落ち着け。おれは経験のないそこいらの中坊とは違う。我慢、抑制はそれなりにできるはずだ。
今ここで無理矢理及んでしまったら、この先紫苑に合わせる顔がない。
いや、平静を装っていること、おれはできるけど、紫苑との関係が壊れてしまう。無機質な、よそよそしいものになるだろう。
落ち着け落ち着け、おれ。若いからっていつでもどこでも元気なのは問題だぞ。
目をつむり、息を吸い、息を吐く。
焦ることはない。
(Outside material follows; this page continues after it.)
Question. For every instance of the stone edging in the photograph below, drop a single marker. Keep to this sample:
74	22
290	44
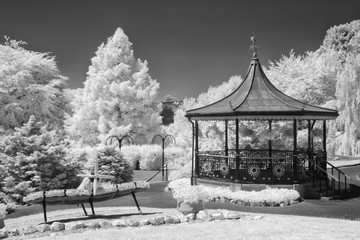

何もないんだ。
一時の快楽に身を委ねる暇があったら、少しでも絆を強めなければならない。
多少のことで揺らぐことのない、断固とした絆を。誰も立ち入ることのできない、隙間のない関係を。
大丈夫、できるさ。自分に自分で暗示をかける。
おれはネズミだろう。しかも、ただのネズミじゃない。ルサルカの看板、華を背負うイヴだ。
たゆまぬ地位を築くまで、決して欲望を表に出さない。……できるだろう?
――当然。
紫苑を怯えさせて得る愛なんて、所詮まがい物でしかない。
おれが欲すのは、無償の愛。それを手にする為に、今ここに居るのだから。無様な醜態を、曝すかよ。
落ち着いてから、改めて紫苑を見下ろす。いつの間にかまた寝返りをうち、今はこちら側、おれに顔を向けている。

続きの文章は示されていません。